Learning Objectives

Package Checking

Common issues

Continuous Integration

  • You can set up GitHub Actions so that it will run R CMD check on multiple virtual machines (Windows, Mac, or Ubuntu) each time you push. This is really great for making sure your package is robust and constantly being checked.

  • Automatic checking each time you make a change is called continuous integration.

  • In a package, run

    usethis::use_github_action_check_standard()
  • Running this will create a new file in a hidden folder via the path “.github/workflows/R-CMD-check.yaml”. This YAML file contains instructions for setting up a virtual machine, installing R and your dependencies, and running R CMD check.

  • To use it, simply commit your files and push to GitHub, then wait for the checks to run. You can see their progress by clicking on the “Actions” tab on the GitHub page of your package.

  • It’s not too important to know what that file does, but there are some parts that you may need to edit.

  • You may comment out one of the operating systems for the check if you know that the error is artificial. Use # for comments in a YAML file. Below, I comment out the Mac.

    strategy:
      fail-fast: false
      matrix:
        config:
          - {os: windows-latest, r: 'release'}
          # - {os: macOS-latest, r: 'release'}
          - {os: ubuntu-20.04, r: 'release', rspm: "https://packagemanager.rstudio.com/cran/__linux__/focal/latest"}
          - {os: ubuntu-20.04, r: 'devel', rspm: "https://packagemanager.rstudio.com/cran/__linux__/focal/latest"}
  • Sometimes (but rarely) you need to fix the install code for the dependencies. Onetime {remotes} was failing to install the correct Bioconductor packages I needed, so I had to edit it this way:

    - name: Install dependencies
      run: |
        remotes::install_deps(dependencies = TRUE)
        remotes::install_cran("rcmdcheck")
        install.packages("BiocManager") # new line
        BiocManager::install("VariantAnnotation") # new line
      shell: Rscript {0}
  • You can see a variety of other YAML files at https://github.com/r-lib/actions/tree/v1/examples

Exercise

Recall the simreg() example from the Testing lecture. Use the edit-check workflow to further develop your package with the following capabilities:

  1. In simreg(), instead of simulating \(x\) from a standard normal, give the user the ability to choose the variance of \(x\), which we will call \(\tau^2\).

  2. It is probably difficult for the user to specify both \(\sigma^2\) (the residual variance) and \(\tau^2\) (the variance of the predictors). A better option would allow the user to provide more intuitive inputs. One possible input would be the proportion of variance explained (PVE), which we will define as \[ PVE = \frac{\beta_1^2\tau^2}{\beta_1^2\tau^2 + \sigma^2}. \] This follows from \[ var(y_i) = var(\beta_0 + \beta_1x_i + \epsilon_i) = \beta_1^2\tau^2 + \sigma^2, \] and so \(\beta_1^2\tau^2\) is how much of the variance in \(y\) is explained by the predictors.

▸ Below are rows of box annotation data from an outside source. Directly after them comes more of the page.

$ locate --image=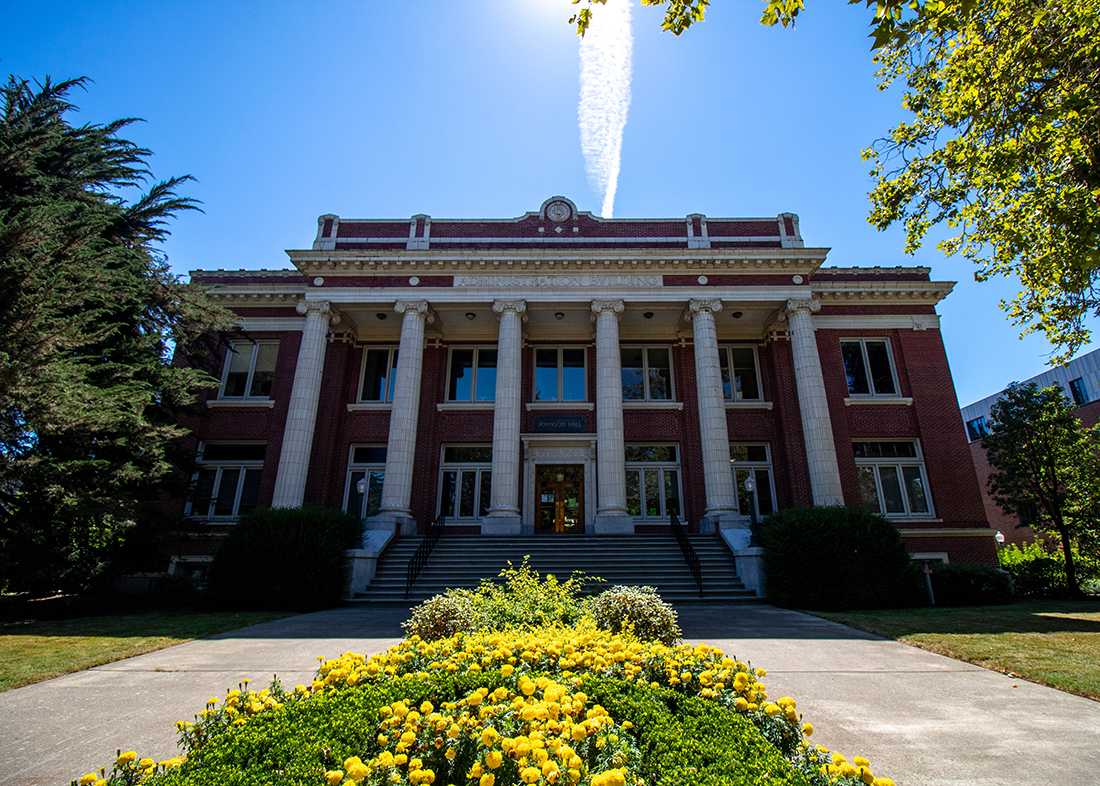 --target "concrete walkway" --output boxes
[0,606,1100,786]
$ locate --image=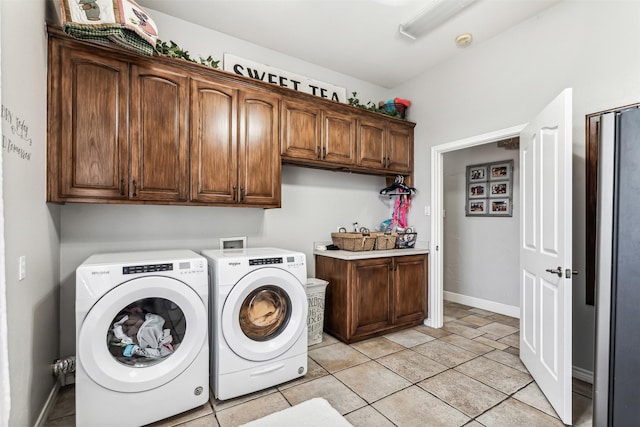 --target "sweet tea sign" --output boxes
[223,53,347,103]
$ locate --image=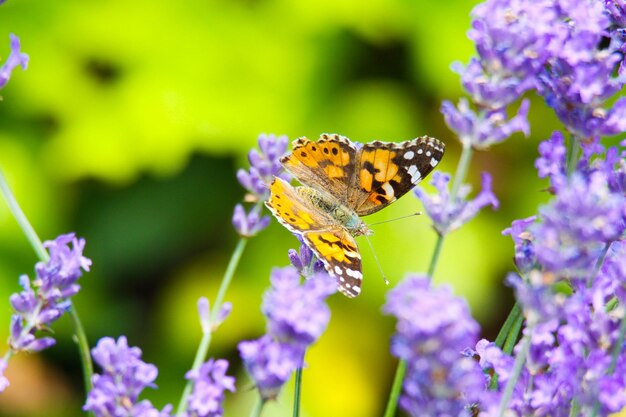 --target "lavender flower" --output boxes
[502,216,536,273]
[261,267,337,347]
[384,276,483,416]
[233,204,270,237]
[535,131,567,181]
[0,34,28,88]
[83,336,172,417]
[457,0,566,109]
[185,359,235,417]
[476,275,626,416]
[287,240,325,279]
[0,358,9,392]
[9,233,91,352]
[537,0,626,140]
[238,335,304,401]
[530,171,626,278]
[237,134,289,201]
[239,266,337,400]
[414,172,498,235]
[441,98,529,149]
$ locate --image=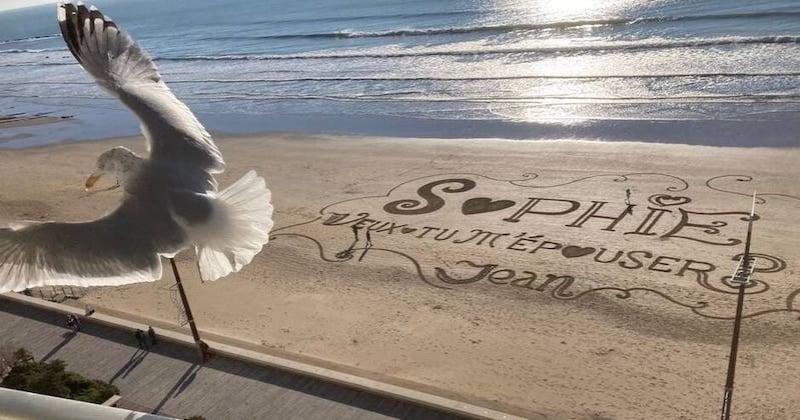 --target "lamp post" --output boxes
[169,258,207,361]
[721,191,756,420]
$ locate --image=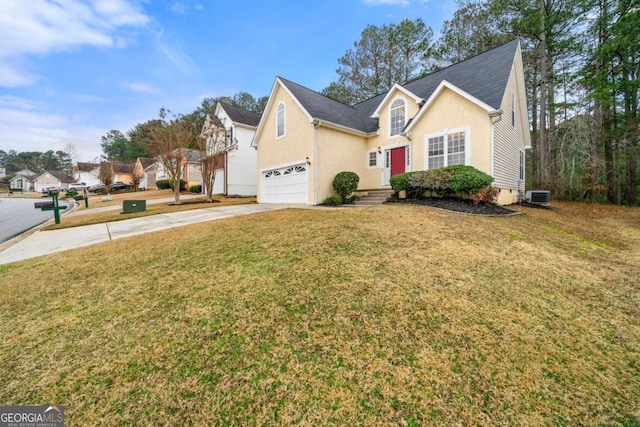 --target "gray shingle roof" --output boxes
[220,102,262,127]
[280,77,378,132]
[279,39,518,133]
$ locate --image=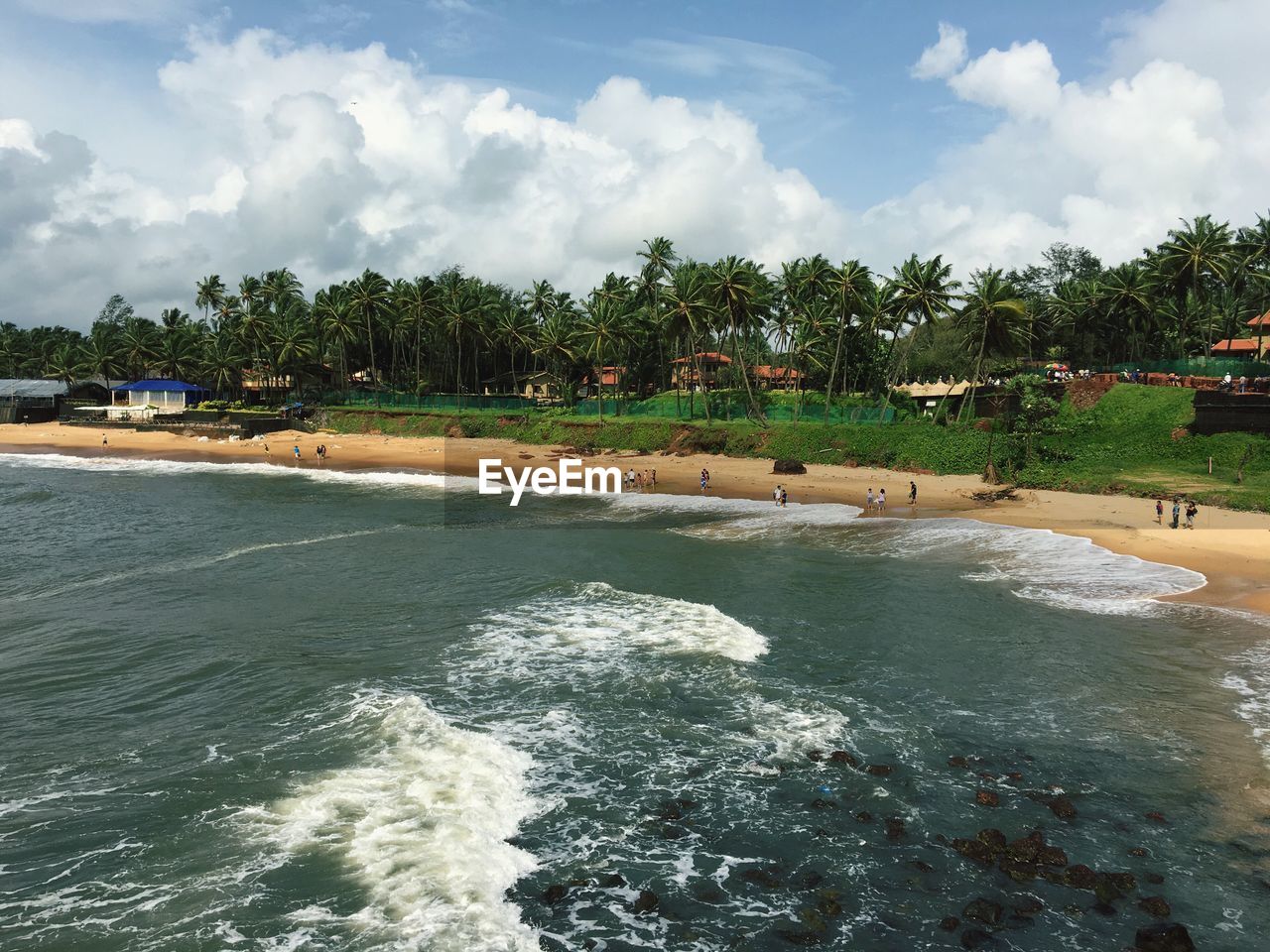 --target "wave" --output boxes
[245,694,539,952]
[480,581,767,663]
[0,453,456,490]
[1221,643,1270,763]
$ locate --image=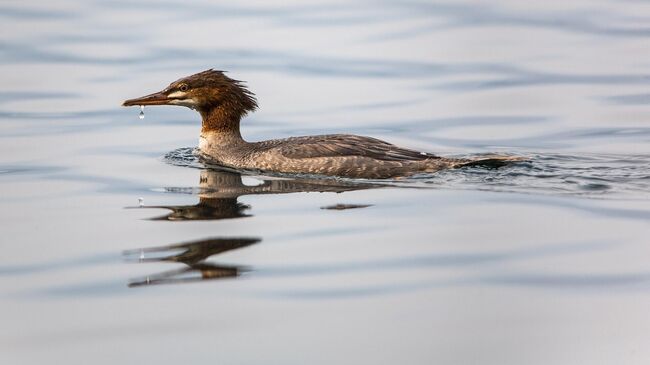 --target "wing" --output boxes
[278,134,438,161]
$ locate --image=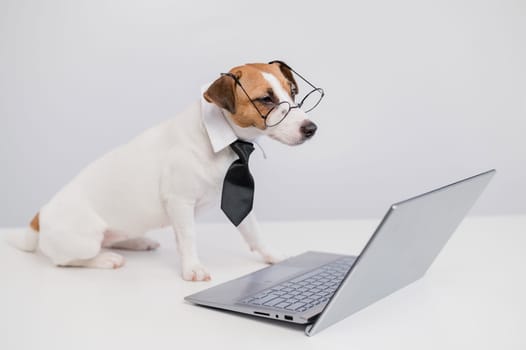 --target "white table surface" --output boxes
[0,216,526,350]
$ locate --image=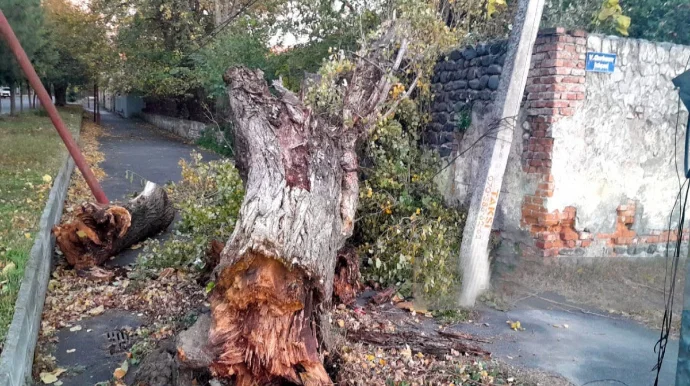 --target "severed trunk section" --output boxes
[209,68,345,385]
[207,22,406,385]
[53,182,175,269]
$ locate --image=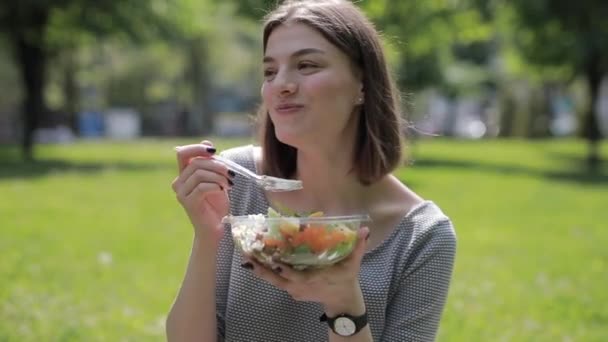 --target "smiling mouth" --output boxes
[275,104,304,114]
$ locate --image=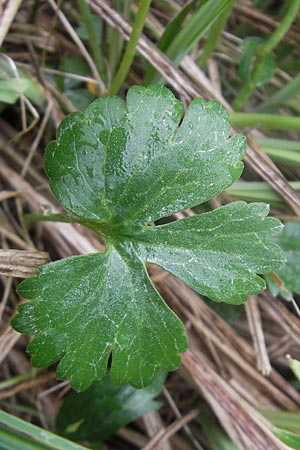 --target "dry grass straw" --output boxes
[0,0,300,450]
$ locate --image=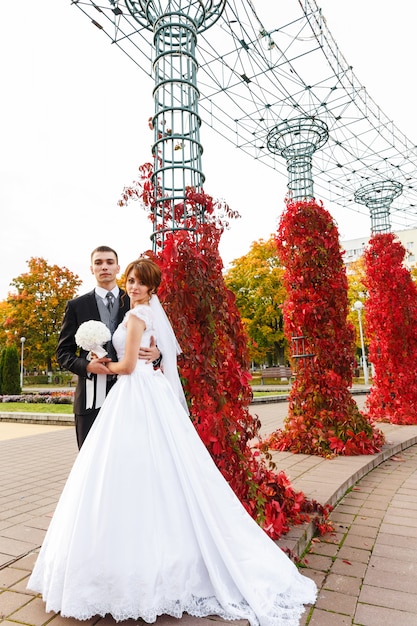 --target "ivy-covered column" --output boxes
[267,118,383,456]
[268,200,383,456]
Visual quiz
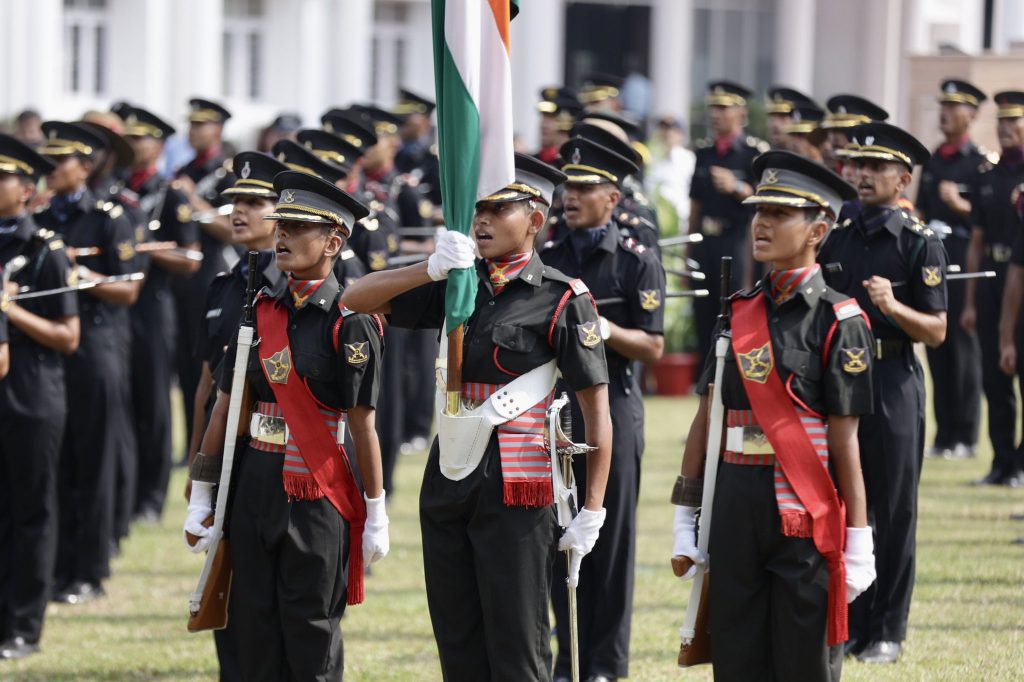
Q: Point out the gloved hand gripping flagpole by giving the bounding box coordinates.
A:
[548,393,597,682]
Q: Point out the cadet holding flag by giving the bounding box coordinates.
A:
[672,152,874,681]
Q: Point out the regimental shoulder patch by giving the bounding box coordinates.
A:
[178,204,191,222]
[736,343,775,384]
[833,298,861,322]
[118,241,135,260]
[839,348,867,374]
[345,341,370,367]
[577,319,601,348]
[367,251,387,270]
[263,347,292,384]
[639,289,662,312]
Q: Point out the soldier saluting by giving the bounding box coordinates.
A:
[0,135,80,658]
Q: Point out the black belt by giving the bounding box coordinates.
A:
[874,339,910,359]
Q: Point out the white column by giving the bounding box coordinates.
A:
[0,0,63,120]
[172,0,224,120]
[650,0,693,118]
[774,0,817,94]
[512,0,565,150]
[106,0,175,116]
[322,0,372,104]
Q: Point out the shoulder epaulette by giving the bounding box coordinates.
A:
[746,135,771,154]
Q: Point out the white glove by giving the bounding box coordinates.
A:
[843,525,876,604]
[362,493,391,567]
[672,505,708,581]
[558,507,607,587]
[427,229,476,282]
[181,480,213,554]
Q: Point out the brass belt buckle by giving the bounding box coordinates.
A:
[249,413,288,445]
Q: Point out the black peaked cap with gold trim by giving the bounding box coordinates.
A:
[478,152,566,206]
[577,74,623,104]
[992,90,1024,119]
[220,152,288,199]
[264,171,370,235]
[558,136,640,186]
[846,123,932,169]
[119,105,174,139]
[743,151,857,218]
[188,97,231,123]
[392,88,437,116]
[0,134,53,181]
[765,85,814,114]
[37,121,106,157]
[296,128,362,175]
[705,81,754,106]
[938,78,988,108]
[572,117,643,168]
[821,94,889,128]
[321,105,380,154]
[270,139,349,184]
[782,101,825,135]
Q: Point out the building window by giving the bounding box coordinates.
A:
[63,0,108,95]
[370,2,407,106]
[221,0,264,100]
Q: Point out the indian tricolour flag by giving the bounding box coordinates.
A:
[431,0,518,330]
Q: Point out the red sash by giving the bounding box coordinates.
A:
[256,298,367,604]
[732,294,849,646]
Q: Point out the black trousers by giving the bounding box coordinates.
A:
[975,278,1024,475]
[399,329,437,441]
[709,463,843,682]
[551,385,643,679]
[55,321,128,588]
[690,232,751,359]
[131,290,178,513]
[928,237,981,449]
[229,449,348,682]
[0,405,67,642]
[420,435,556,682]
[378,327,405,495]
[850,350,925,644]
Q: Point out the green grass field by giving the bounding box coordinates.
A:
[6,398,1024,681]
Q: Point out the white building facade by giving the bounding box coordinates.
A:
[0,0,1024,145]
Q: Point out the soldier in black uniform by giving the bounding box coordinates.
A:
[185,152,288,682]
[916,80,998,457]
[272,139,367,286]
[534,85,583,166]
[184,171,389,682]
[689,81,768,357]
[821,94,889,180]
[36,121,139,604]
[672,152,874,682]
[765,85,816,150]
[121,106,200,520]
[171,98,234,464]
[0,135,80,659]
[342,155,611,682]
[961,91,1024,487]
[818,123,946,663]
[540,137,665,679]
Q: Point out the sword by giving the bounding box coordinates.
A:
[10,272,145,301]
[548,393,597,682]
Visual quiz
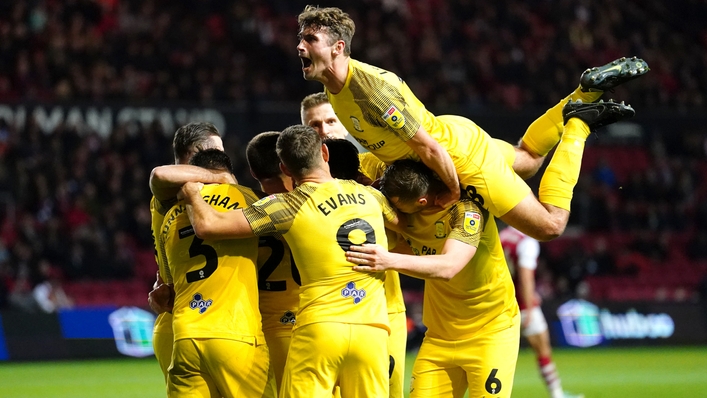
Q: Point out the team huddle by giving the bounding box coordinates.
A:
[149,6,649,398]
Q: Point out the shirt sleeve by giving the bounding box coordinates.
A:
[447,200,486,247]
[365,186,398,222]
[516,236,540,270]
[243,194,296,236]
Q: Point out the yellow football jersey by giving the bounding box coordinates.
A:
[403,200,518,340]
[161,184,264,344]
[150,196,172,283]
[244,180,395,331]
[326,59,530,217]
[358,152,388,181]
[258,236,301,333]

    Allow the user to set the PVE, the residual variance (\(\sigma^2\)), and the regression coefficient (\(\beta_1\)). To do this, you should create a new function called tau_from_pve() which will calculate the proper \(\tau^2\) given the PVE, the residual variance, and the regression coefficient. Then you can just use that \(\tau^2\) to simulate \(x\).

  3. It would probably be better to include many options to choose \(x\). Create a new function called simx() that will generate \(x\) values under different conditions:

    1. From \(N(0,\tau^2)\) after specifying \(\tau\)
    2. From sample(x = c(a, b), size = n, replace = TRUE) for different numeric values of a and b.